Hi,
On Mon, Jun 4, 2012 at 12:44 AM, srean <srean.list@gmail.com> wrote:
> Hi Wolfgang,
> I think you are looking for reduceat( ), in particular add.reduceat()
Indeed OP could utilize add.reduceat(...), like:
# tst.py
import numpy as np
def reduce(data, lengths):
ind, ends= np.r_[lengths, lengths], lengths.cumsum()
ind[::2], ind[1::2]= ends- lengths, ends
return np.add.reduceat(np.r_[data, 0], ind)[::2]
def normalize(data, lengths):
return data/ np.repeat(reduce(data, lengths), lengths)
def gen(par):
lengths= np.random.randint(*par)
return np.random.randn(lengths.sum()), lengths
if __name__ == '__main__':
data= np.array([1, 2, 1, 2, 3, 4, 1, 2, 3], dtype= float)
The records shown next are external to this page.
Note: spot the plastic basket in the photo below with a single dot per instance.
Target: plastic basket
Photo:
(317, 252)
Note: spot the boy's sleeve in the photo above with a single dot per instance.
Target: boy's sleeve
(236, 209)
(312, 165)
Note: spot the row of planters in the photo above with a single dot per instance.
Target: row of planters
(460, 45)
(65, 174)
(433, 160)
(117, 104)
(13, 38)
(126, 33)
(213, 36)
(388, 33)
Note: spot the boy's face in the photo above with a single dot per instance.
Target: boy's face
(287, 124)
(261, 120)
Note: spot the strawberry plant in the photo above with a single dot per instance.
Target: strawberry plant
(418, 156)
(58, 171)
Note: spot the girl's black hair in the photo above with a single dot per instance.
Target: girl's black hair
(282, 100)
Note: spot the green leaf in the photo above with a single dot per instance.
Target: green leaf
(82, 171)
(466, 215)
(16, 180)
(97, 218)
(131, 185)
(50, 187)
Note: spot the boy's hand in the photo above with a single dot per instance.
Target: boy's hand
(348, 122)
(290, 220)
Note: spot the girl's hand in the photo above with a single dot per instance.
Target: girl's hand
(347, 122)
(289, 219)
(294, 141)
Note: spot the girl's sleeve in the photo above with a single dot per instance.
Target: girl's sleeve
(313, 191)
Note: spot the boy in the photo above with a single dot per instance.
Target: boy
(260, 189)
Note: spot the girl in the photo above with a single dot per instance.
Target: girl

lengths= np.array([2, 4, 3])
print reduce(data, lengths)
print normalize(data, lengths).round(2)
Resulting:
In []: %run tst
[ 3. 10. 6.]
[ 0.33 0.67 0.1 0.2 0.3 0.4 0.17 0.33 0.5 ]
Fast enough:
In []: data, lengths= gen([5, 15, 5e4])
In []: data.size
Out[]: 476028
In []: %timeit normalize(data, lengths)
10 loops, best of 3: 29.4 ms per loop
My 2 cents,
-eat
-- srean
> On Thu, May 31, 2012 at 12:36 AM, Wolfgang Kerzendorf
> <wkerzendorf@gmail.com> wrote:
> > Dear all,
> >
> > I have an ndarray which consists of many arrays stacked behind each
> other (only conceptually, in truth it's a normal 1d float64 array).
> > I have a second array which tells me the start of the individual data
> sets in the 1d float64 array and another one which tells me the length.
> > Example:
> >
> > data_array = (conceptually) [[1,2], [1,2,3,4], [1,2,3]] = in reality
> [1,2,1,2,3,4,1,2,3, dtype=float64]
> > start_pointer = [0, 2, 6]
> > length_data = [2, 4, 3]
> > I now want to normalize each of the individual data sets. I wrote a
> simple for loop over the start_pointer and length data grabbed the data and
> normalized it and wrote it back to the big array. That's slow. Is there an
> elegant numpy way to do that? Do I have to go the cython way?